Engineering Contradictions & Design Principles
Engineering Contradiction Analysis
1Manufacturing precision
If existing hyperparameter optimization systems are used, then hyperparameter optimization can be achieved, but the interface complexity increases significantly and requires substantial coding capabilities and comprehension of underlying components
Solution Approach 1:
The patent introduces a cloud-based hyperparameter optimization service that acts as an intermediary between users and the complex optimization system. Users can submit optimization requests through a simplified interface, and the service handles the complex underlying computations, model training, and hyperparameter tuning automatically, eliminating the need for users to directly interact with complex software components
Solution Approach 2:
The optimization service performs self-service by automatically executing the hyperparameter optimization process without requiring user intervention in the technical details. The system autonomously trains models, evaluates hyperparameter combinations, and selects optimal parameters based on predefined criteria, freeing users from needing to understand or manually control the optimization process
2Manufacturing precision
If hyperparameter optimization is performed exhaustively, then optimal predictive performance can be achieved, but computational costs and time consumption increase significantly
Solution Approach 1:
Instead of exhaustively testing all possible hyperparameter combinations, the patent employs partial action through intelligent sampling and evaluation. The system uses techniques such as random search, grid search with strategic sampling, and early stopping to evaluate only the most promising hyperparameter combinations, achieving good predictive performance without the computational cost of complete exhaustive search
Solution Approach 2:
The optimization process incorporates feedback mechanisms where model performance metrics from previous evaluations guide subsequent hyperparameter selection.
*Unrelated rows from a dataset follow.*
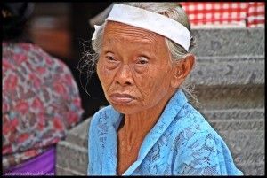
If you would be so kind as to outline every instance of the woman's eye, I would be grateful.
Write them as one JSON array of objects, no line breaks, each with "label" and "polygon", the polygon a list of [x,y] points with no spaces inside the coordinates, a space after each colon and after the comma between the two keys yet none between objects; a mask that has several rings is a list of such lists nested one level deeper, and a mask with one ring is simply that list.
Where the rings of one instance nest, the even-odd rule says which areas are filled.
[{"label": "woman's eye", "polygon": [[149,60],[146,58],[143,58],[143,57],[140,58],[137,61],[137,64],[139,64],[139,65],[145,65],[147,63],[149,63]]},{"label": "woman's eye", "polygon": [[108,60],[115,60],[115,58],[113,57],[111,57],[111,56],[106,56],[106,58]]}]

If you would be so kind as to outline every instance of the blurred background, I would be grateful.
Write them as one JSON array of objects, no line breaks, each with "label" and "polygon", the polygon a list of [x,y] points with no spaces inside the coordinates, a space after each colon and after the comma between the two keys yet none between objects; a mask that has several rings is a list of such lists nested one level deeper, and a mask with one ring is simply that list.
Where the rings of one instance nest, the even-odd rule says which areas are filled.
[{"label": "blurred background", "polygon": [[105,2],[36,3],[29,22],[32,41],[70,68],[79,87],[82,105],[85,111],[83,119],[93,115],[100,105],[107,104],[96,74],[93,74],[88,81],[87,74],[80,73],[77,67],[84,50],[91,50],[90,39],[93,28],[89,19],[109,4]]},{"label": "blurred background", "polygon": [[[195,84],[200,112],[218,130],[246,175],[265,174],[265,3],[182,2],[197,39]],[[77,81],[85,113],[57,146],[57,174],[85,175],[92,115],[108,103],[95,73],[77,70],[91,51],[91,19],[111,3],[36,3],[29,23],[32,41],[61,59]],[[96,20],[97,22],[97,20]],[[88,94],[86,93],[86,91]],[[69,157],[66,157],[69,155]]]}]

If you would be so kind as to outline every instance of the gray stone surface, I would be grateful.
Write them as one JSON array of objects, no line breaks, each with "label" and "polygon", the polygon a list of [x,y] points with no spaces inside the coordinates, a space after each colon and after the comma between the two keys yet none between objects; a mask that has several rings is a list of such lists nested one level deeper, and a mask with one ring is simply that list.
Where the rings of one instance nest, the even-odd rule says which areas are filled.
[{"label": "gray stone surface", "polygon": [[242,153],[264,153],[264,131],[238,130],[222,131],[218,134],[225,141],[233,155]]},{"label": "gray stone surface", "polygon": [[188,82],[201,86],[264,84],[264,56],[198,57]]},{"label": "gray stone surface", "polygon": [[263,108],[255,109],[227,109],[227,110],[202,110],[202,114],[210,121],[220,120],[258,120],[265,118]]},{"label": "gray stone surface", "polygon": [[263,85],[196,87],[195,92],[200,103],[198,109],[250,109],[264,108]]},{"label": "gray stone surface", "polygon": [[245,175],[265,175],[265,164],[239,165]]},{"label": "gray stone surface", "polygon": [[263,130],[264,131],[264,120],[259,119],[258,120],[220,120],[211,121],[211,126],[216,130]]},{"label": "gray stone surface", "polygon": [[86,175],[85,173],[77,172],[73,169],[63,168],[56,166],[56,175]]},{"label": "gray stone surface", "polygon": [[197,56],[257,56],[264,55],[264,28],[193,29]]}]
The system uses performance feedback to prioritize promising hyperparameter combinations and adjust the search strategy dynamically, reducing unnecessary computational exploration of unlikely candidates while maintaining high optimization effectiveness
3Ease of manufacture
If default hyperparameters are used, then system implementation is simple, but predictive performance and computational efficiency are suboptimal
Solution Approach 1:
The system performs preliminary hyperparameter optimization before the actual machine learning task execution. By pre-optimizing hyperparameters using the cloud service, the system prepares efficiently configured models in advance, allowing the main computational tasks to run with optimal parameters set, thus improving productivity without complicating the primary implementation
Data Source
AI summary
Disclosed examples include after a first tuning of hyperparameters in a hyperparameter space, selecting first hyperparameter values for respective ones of the hyperparameters; generating a polygonal shaped failure region in the hyperparameter space based on the first hyperparameter values; setting the first hyperparameter values to failure before a second tuning of the hyperparameters; and selecting second hyperparameter values for the respective ones of the hyperparameters in a second tuning region after the second tuning of the hyperparameters in the second tuning region, the second tuning region separate from the polygonal shaped failure region.